While praising the efforts of the DBT, Dr Sankaranarayanan says, “The PPP in biotech industry is the single most enabling means to promote biotech R&D in the country. The initiatives by SBIRI, BIRAP and other agencies under the DBT are a boon to small and mid-size companies striving to make a mark in the industry.”
According to the International Diabetes Federation
(IDF) estimate, the number of diabetic patients in India has more than
doubled from 19 million in 1995 to 40.9 million in 2007. The projected
increase to 69.9 million by 2025, the high incidence levels and absence
of a generic version of the widely used drug, exenatide, has increased
the suffering of the diabetes patients. Moreover, the commercially
available exenatide is synthesized by peptide synthesizer and, hence,
is expensive to produce.
Therefore, to overcome this hindrance, Hyderabad-based Vivo Bio Tech has initiated a project on recombinant exenatide, an incretin mimetic like GLP-1 receptor agonist, indicated as an adjunct to diet and exercise to improve glycemic control in adults with type-2 diabetes mellitus. The company is developing the product through recombinant DNA technology in E.coli. This method simplifies the process of production, reduces cost and also increases yield. Owing to the large market potential for anti-diabetes drugs, the company is looking forward to developing and launching the generic version of the molecule, thereby reducing the treatment cost to diabetics in India.

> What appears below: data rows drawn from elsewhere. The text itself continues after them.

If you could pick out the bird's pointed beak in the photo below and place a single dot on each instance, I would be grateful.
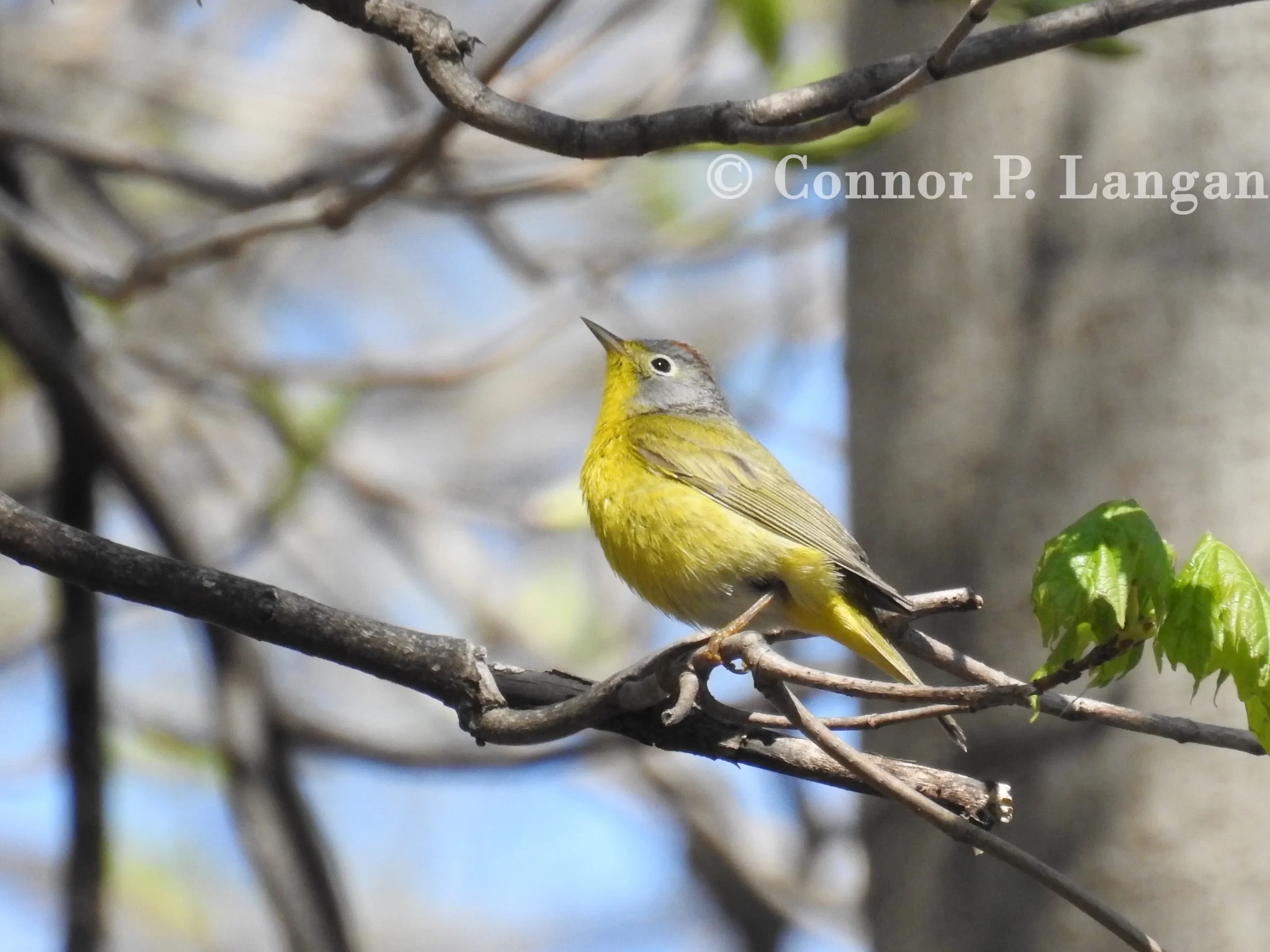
(613, 343)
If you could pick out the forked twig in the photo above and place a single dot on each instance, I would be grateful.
(952, 824)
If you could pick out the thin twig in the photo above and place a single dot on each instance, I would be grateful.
(1079, 709)
(955, 827)
(785, 117)
(858, 722)
(450, 669)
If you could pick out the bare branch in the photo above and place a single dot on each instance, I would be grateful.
(275, 826)
(448, 669)
(784, 117)
(140, 160)
(1079, 709)
(954, 826)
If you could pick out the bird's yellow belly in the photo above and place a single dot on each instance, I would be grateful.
(666, 540)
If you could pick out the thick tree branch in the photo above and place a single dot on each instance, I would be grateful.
(75, 642)
(446, 668)
(784, 117)
(275, 826)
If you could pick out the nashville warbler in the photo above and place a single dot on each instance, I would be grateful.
(702, 522)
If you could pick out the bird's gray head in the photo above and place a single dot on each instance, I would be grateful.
(668, 377)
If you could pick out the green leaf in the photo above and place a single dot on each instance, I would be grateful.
(1108, 48)
(1219, 621)
(1104, 578)
(304, 428)
(1259, 717)
(762, 23)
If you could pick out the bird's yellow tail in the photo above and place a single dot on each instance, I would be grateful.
(858, 630)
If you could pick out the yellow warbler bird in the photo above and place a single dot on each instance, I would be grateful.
(702, 522)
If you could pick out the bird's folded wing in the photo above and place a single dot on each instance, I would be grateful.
(736, 470)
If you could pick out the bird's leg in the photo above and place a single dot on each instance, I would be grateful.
(714, 648)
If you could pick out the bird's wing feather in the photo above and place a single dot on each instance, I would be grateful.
(731, 466)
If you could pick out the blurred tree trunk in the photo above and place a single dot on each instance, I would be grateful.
(1012, 365)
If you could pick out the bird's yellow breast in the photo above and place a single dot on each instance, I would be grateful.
(677, 547)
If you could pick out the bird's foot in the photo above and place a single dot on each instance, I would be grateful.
(713, 653)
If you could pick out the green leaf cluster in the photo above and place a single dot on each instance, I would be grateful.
(1105, 578)
(304, 429)
(1109, 577)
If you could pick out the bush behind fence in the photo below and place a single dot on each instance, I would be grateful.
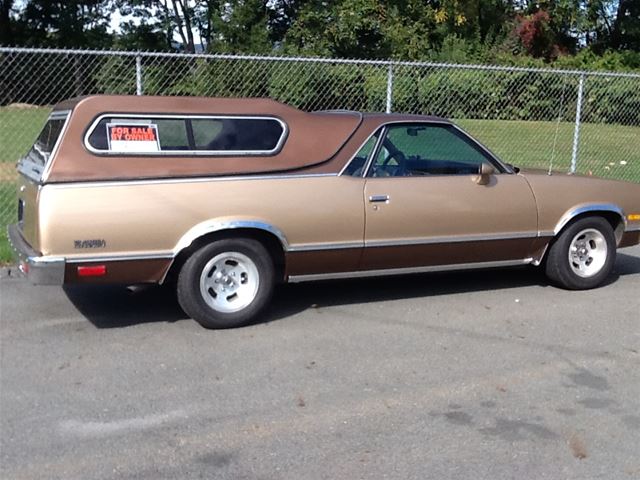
(579, 121)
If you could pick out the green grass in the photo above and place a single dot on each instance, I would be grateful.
(18, 129)
(522, 143)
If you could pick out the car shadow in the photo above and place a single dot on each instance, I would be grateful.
(119, 306)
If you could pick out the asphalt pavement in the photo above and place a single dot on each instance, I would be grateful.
(474, 375)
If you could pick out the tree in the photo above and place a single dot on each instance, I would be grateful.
(71, 24)
(6, 25)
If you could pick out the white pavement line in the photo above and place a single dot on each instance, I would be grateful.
(84, 429)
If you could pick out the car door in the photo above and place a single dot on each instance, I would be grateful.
(426, 204)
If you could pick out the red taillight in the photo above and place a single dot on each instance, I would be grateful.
(93, 271)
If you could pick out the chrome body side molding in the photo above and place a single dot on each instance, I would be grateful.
(179, 180)
(404, 271)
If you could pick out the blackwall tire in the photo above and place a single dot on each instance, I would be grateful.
(226, 283)
(583, 255)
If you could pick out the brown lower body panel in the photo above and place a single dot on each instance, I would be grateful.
(439, 254)
(127, 272)
(629, 239)
(322, 261)
(407, 256)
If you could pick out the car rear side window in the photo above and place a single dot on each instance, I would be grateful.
(184, 135)
(426, 149)
(37, 158)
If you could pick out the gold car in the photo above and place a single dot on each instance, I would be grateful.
(225, 198)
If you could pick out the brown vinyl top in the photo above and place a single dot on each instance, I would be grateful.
(318, 142)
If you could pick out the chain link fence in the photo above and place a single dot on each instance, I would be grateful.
(573, 121)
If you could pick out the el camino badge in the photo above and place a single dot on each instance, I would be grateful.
(97, 243)
(133, 137)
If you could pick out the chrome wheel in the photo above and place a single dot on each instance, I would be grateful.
(588, 252)
(229, 282)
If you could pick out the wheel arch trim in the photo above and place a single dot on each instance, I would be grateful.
(206, 228)
(589, 208)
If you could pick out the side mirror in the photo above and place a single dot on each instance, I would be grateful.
(484, 174)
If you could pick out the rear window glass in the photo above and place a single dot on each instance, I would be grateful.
(34, 162)
(43, 146)
(184, 135)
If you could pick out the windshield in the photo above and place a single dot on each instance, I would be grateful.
(34, 162)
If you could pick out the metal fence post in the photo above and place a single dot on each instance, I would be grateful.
(389, 88)
(576, 131)
(139, 86)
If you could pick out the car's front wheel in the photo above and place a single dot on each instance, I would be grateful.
(583, 255)
(227, 283)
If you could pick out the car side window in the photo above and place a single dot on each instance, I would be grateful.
(359, 161)
(426, 149)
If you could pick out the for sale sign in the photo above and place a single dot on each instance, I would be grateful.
(132, 138)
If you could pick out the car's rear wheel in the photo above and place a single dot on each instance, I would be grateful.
(582, 257)
(227, 283)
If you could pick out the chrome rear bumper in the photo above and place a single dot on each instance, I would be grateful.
(39, 270)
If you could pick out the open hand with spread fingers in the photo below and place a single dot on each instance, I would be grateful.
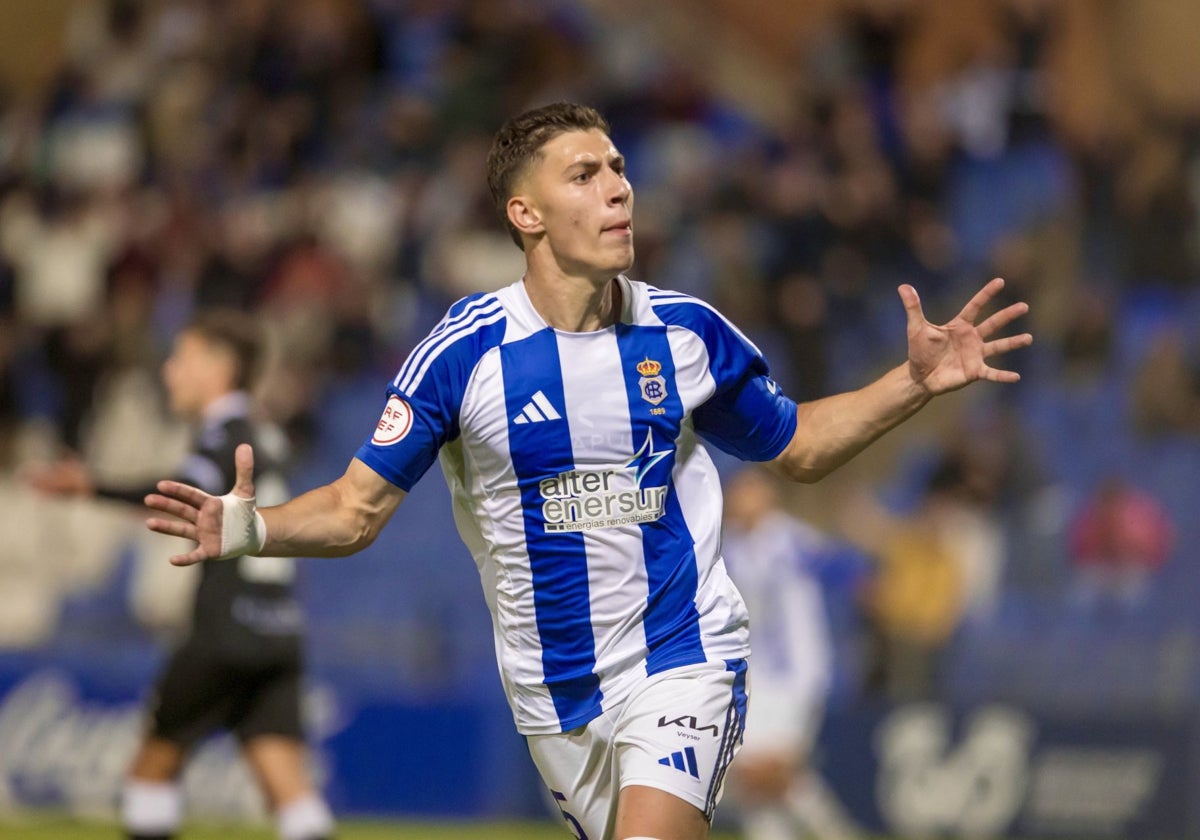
(221, 526)
(946, 358)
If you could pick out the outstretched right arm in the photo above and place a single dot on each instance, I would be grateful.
(335, 520)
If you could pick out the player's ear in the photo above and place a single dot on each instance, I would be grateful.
(525, 216)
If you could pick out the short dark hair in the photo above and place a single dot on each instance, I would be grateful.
(520, 139)
(238, 333)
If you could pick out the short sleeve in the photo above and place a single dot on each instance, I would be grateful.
(748, 415)
(423, 403)
(753, 419)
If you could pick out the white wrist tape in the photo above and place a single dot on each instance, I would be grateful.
(243, 529)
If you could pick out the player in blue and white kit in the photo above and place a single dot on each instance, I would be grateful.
(571, 412)
(777, 563)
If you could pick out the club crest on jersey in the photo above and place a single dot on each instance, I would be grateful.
(654, 387)
(395, 423)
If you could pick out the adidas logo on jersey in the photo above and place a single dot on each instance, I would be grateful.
(683, 760)
(538, 409)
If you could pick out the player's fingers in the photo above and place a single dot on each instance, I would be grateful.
(1006, 345)
(172, 527)
(911, 301)
(996, 375)
(981, 299)
(191, 557)
(184, 492)
(244, 465)
(1003, 318)
(175, 508)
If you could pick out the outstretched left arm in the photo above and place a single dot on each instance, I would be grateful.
(832, 431)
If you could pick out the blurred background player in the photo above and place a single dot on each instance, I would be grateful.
(240, 667)
(773, 559)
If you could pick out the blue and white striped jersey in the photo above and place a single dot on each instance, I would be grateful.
(581, 485)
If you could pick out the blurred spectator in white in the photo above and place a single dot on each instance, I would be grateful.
(1117, 543)
(774, 559)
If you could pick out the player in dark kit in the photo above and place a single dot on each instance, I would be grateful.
(240, 667)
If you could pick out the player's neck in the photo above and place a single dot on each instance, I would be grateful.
(574, 304)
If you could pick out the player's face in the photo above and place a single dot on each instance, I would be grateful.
(585, 203)
(196, 373)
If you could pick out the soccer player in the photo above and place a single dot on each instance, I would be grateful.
(570, 412)
(240, 666)
(774, 561)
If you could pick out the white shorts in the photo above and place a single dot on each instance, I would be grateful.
(677, 733)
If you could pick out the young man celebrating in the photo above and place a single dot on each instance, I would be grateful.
(569, 412)
(241, 665)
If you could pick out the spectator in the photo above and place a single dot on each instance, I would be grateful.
(915, 601)
(1117, 543)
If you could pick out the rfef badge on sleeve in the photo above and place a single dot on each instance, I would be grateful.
(395, 423)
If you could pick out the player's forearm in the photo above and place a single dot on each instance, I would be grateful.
(329, 521)
(833, 430)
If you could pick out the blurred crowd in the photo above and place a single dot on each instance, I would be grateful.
(321, 163)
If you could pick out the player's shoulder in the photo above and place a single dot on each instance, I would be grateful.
(683, 310)
(469, 328)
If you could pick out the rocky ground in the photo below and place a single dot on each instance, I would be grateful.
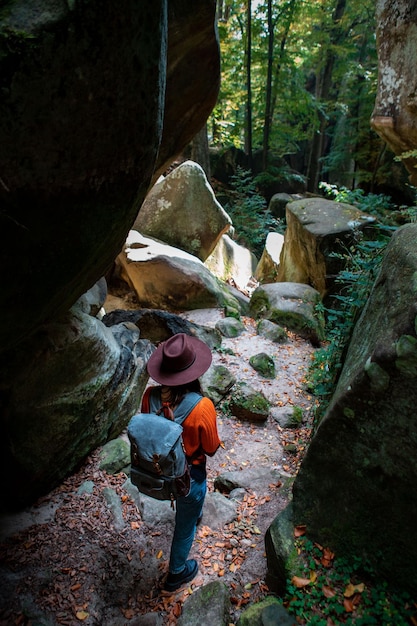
(70, 559)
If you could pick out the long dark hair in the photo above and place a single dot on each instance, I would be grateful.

After approval from the scientific and financial experts designated by the Department of Biotechnology on the technical and economic viability of its project, the company was awarded the small business innovation research initiative (SBIRI) funding through phase II scheme in February 2011. The total project cost of production of recombinant exenatide (incretin mimetic like GLP-1) is
580 lakhs and the funding support
from the SBIRI allotted is 340 lakhs. So far, the company has received
the first installment of 224.3 lakhs and it has proved to be a major
boost for its efforts. The duration of the project is two years. Talking about the importance of funding, Dr A Sankaranarayanan, CEO, Vivo Bio Tech, says, “The funding was very important as the drug development projects involve long gestational period without any income during the development. The funding pattern and repayment schedule offered by the SBIRI is very industry-friendly, as the repayment starts 10 years after completion of the project in 10 equal installments. During this time, we would be able to successfully complete the project, launch the product in the market, generate post-marketing data, and also record significant revenues from the sales of the product.”
The way forward
According to the company, the project is progressing as per the project implementation plan approved by the SBIRI. Given the positive results, the company is now anticipating submitting preclinical application to the Review Committee on Genetic Manipulation within a couple of months. “We have successfully completed our objectives set forth for the first quarter. These include preparation of cell banks and optimization of lab scale fermentation of recombinant exenatide clones. Now, we look forward to its submission for preclinical submission soon,” says Dr Sankaranarayanan.
While praising the efforts of the DBT, Dr Sankaranarayanan says, “The PPP in biotech industry is the single most enabling means to promote biotech R&D in the country. The initiatives by SBIRI, BIRAP and other agencies under the DBT are a boon to small and mid-size companies striving to make a mark in the industry.”